Not planning to do that at all lol, was thinking of getting the pad and heatsinks on the PCB, then use a textbook or something to place on top of the heatsinks acting as weight. Then leave it like that for a couple of hours.


----------



## rtwjunkie (Feb 25, 2016)

crystal6tak said:


> then use a textbook or something to place on top of the heatsinks acting as weight



I don't think you need to to all that!  My experience has been with VRM heatsinks that jist a little bit of pressure on the pad/tape for about 30 seconds will do the trick, which you can do with a finger.


----------



## EarthDog (Feb 26, 2016)

rtwjunkie said:


> I don't think you need to to all that!  My experience has been with VRM heatsinks that jist a little bit of pressure on the pad/tape for about 30 seconds will do the trick, which you can do with a finger.


winner winner... chicken dinner!


----------



## Sasqui (Feb 26, 2016)

Seeing the original post pic reminds me of a 5870 I bricked trying to do the same thing.


----------



## Schmuckley (Feb 26, 2016)

use ceramique2 and let it cure for 3 days 
Watch out in the vrm area where a slipped sink can contact the inductors.
I've lost 2-3 cards like that 
Even after applying LET to the area i thought it might would contact.


----------



## crystal6tak (Feb 26, 2016)

Sasqui said:


> Seeing the original post pic reminds me of a 5870 I bricked trying to do the same thing.


How did you brick it?



Schmuckley said:


> use ceramique2 and let it cure for 3 days
> Watch out in the vrm area where a slipped sink can contact the inductors.
> I've lost 2-3 cards like that
> Even after applying LET to the area i thought it might would contact.

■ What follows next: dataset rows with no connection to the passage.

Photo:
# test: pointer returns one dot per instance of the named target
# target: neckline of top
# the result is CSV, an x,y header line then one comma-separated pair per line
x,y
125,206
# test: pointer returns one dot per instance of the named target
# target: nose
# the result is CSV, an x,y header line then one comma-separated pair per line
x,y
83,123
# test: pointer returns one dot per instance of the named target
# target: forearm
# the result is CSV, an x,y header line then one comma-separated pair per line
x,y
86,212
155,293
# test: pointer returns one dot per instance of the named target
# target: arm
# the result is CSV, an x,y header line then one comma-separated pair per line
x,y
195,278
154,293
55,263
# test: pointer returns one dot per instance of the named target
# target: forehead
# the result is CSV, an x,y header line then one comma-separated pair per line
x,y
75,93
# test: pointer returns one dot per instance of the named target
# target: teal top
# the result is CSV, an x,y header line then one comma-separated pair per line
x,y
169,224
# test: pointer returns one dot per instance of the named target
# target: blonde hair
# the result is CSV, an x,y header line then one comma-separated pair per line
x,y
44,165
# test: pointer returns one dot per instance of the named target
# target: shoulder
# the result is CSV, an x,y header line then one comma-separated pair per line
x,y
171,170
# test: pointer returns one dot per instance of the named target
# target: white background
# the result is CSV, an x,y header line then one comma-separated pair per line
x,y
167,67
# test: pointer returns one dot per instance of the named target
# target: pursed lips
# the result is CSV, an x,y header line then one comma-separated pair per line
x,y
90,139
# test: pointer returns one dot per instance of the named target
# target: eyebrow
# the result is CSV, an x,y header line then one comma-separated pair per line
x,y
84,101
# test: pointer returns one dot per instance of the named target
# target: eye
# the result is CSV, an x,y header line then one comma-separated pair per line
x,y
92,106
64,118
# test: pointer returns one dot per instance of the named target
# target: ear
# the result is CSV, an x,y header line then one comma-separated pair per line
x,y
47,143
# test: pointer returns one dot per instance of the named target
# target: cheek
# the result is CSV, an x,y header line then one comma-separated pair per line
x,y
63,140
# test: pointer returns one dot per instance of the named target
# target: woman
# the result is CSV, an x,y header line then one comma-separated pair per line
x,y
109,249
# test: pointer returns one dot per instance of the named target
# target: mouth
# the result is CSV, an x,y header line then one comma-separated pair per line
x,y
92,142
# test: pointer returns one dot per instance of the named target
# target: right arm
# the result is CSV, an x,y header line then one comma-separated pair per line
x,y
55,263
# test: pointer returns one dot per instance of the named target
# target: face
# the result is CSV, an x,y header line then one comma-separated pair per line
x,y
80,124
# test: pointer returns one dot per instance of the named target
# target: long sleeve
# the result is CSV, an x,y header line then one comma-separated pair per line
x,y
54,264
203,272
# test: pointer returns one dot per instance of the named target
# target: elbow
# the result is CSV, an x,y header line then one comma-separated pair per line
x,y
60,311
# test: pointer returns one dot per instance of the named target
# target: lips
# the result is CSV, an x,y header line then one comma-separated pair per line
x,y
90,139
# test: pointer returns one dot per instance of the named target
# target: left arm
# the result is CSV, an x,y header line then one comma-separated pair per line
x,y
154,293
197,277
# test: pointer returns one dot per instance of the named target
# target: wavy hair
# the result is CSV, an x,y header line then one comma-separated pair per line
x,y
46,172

I was considering ceramic, would you happen to know how safe removing the heatsinks would be after it has cured?


----------



## Sasqui (Feb 26, 2016)

crystal6tak said:


> How did you brick it?



Not entirely sure.  I think a solder point broke off or something, one or two of the VRM choke cores felt loose..  Put it all together, back in the case, no video, nadda.


----------



## Schmuckley (Feb 26, 2016)

crystal6tak said:


> How did you brick it?
> 
> 
> I was considering ceramic, would you happen to know how safe removing the heatsinks would be after it has cured?


Very safe.
To be extra safe,don't sink the VRMs..too near the inductor contacts..I have lost 3 cards like that...or is it 4?


----------



## crystal6tak (Feb 26, 2016)

Schmuckley said:


> Very safe.


Interesting! Have any recommendation for what ceramic thermal paste I should use? And how would I go with taking the sinks off in the future? Just twist them off? I've read someone talk about putting it in the fridge to make it brittle, is that necessary? Also, you talked about the sink slipping and shorting out the VRM, can you expand on that? I'd like to not make the same mistake.

*EDIT:*
Saw you recommended ceramique 2, searching that up now.

*EDIT2:*
Are you sure the ceramique 2 is sticky enough to keep the heatsinks on the VRM/VRAM without support? I haven't found anyone that have used it for such application. I only found results for the previous product, the ceramique 1 which from this super old thread (post 4 onwards) says the ceramique 1 is not sticky enough.

*EDIT3:*
So umm...I ordered some Sekisui 5760 thermal tape instead lol. Hopefully aquacooling approves the cancellation of my order on the alphacooling pads...


----------



## OneMoar (Mar 3, 2016)

this is what you want if you are looking for glue
http://www.amazon.com/dp/B0009IQ1BU/?tag=tec06d-20
its glue so be careful with it once you have it in place and the glue sets its PERMANENT Near Impossible to remove


----------



## Retrorockit (Mar 3, 2016)

I suggest using Arctics 2 part cleaner to get a good bond. The tape should be sufficient to hold the aluminum sinks , the copper ones are much heavier and I've used tape with  them. The epoxy will transfer heat better than tape though mostly because it ends up  thinner.


----------